It’s hard enough for the woeful 49ers to attract talent. Now the people they want are giving them secret loyalty tests. At least Betxlarge they passed.

New San Francisco general manager John Lynch claims he demanded secrecy from team brass during the interview process because he “wanted to see, ‘Could I trust this building?’ ” he told Bay Area radio station KNBR in an interview Wednesday.

It was an unusual move, with Lynch telling team CEO Jed York and executive Paraag Marathe their secrecy would be a condition of his candidacy.

Lynch claimed it was a reaction to concerning reports of leaks from within the 49ers organization.

“I made a big deal that this stayed quiet,” Lynch said. “First of all, you know what I was doing? Part of the rumors are things fly out of that building… And so that was part of my thinking.”

The candidacy and hiring came as a shock to the league – suggesting the 49ers passed Lynch’s secrecy test – and drew outrage in some corners from concerned rivals worried the former broadcaster will use information he gathered from them as a journalist as an advantage in his new post.

Despite Lynch’s claim he was testing the 49ers, the secrecy has led some around the league to theorize he kept his organizational aspirations a secret so he would not scare off teams from sharing strategic insights with him in his final weeks at Fox Sports.

Now that Lynch is in, however, there is little the NFC West rival Rams, Seahawks and Cardinals can do about what they shared with the Hall of Fame safety turned broadcaster.

For his part, Lynch seemed to admit he also was playing both sides of the fence to protect his broadcasting career, which could have been harmed if news got out and he did not land the 49ers job.

“I didn’t need the job,” Lynch said. “So that gave me great position to be able to kind of just be very forward, and I asked those [tough] questions, and I’m proud of the way that happened.
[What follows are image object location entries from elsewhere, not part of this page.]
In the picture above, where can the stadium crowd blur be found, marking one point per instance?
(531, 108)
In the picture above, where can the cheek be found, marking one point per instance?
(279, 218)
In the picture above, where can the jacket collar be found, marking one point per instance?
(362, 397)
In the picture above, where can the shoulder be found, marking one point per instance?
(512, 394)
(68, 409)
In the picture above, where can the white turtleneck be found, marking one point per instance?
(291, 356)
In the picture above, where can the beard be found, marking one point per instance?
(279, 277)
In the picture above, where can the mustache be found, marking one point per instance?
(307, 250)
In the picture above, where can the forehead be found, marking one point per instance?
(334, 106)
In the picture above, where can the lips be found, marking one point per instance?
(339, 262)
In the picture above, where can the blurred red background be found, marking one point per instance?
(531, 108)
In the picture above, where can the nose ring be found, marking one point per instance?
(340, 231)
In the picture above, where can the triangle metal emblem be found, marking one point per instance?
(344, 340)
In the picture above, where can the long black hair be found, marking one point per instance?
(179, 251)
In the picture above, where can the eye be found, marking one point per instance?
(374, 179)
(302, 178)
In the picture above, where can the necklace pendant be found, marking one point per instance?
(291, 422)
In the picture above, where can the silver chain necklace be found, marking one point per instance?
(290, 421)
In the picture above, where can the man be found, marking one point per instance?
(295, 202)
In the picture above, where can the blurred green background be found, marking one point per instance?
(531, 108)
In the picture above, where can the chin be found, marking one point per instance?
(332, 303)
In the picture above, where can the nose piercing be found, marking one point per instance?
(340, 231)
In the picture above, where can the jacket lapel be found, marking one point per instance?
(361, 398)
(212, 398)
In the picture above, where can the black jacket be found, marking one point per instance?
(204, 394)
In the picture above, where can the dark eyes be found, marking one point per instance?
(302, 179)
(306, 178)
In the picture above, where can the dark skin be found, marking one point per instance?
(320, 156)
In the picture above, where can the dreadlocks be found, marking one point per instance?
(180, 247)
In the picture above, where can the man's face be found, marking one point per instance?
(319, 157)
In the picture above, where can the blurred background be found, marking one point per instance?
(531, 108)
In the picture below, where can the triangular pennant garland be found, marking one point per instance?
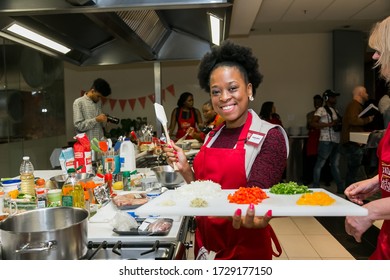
(112, 103)
(132, 103)
(104, 100)
(142, 101)
(171, 89)
(122, 103)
I’m proud of the way they responded.”

He went on to talk about his impressions of York, saying the CEO seemed tired of the “strife and … contention in the building. He wants harmony.”

While Lynch did not come right out and say so, the strife and contention likely were a thinly veiled reference to the man he replaced, fired GM Trent Baalke.

That the 49ers were able to keep Lynch a secret lends credence to the popular theory Baalke was the source of leaks from within the organization.

Whatever the case, the 49ers better hope they have those leaks patched, or they could face another shakedown from their new GM – unless this is all part of some bigger, more elaborate test Lynch has yet to let us all in on.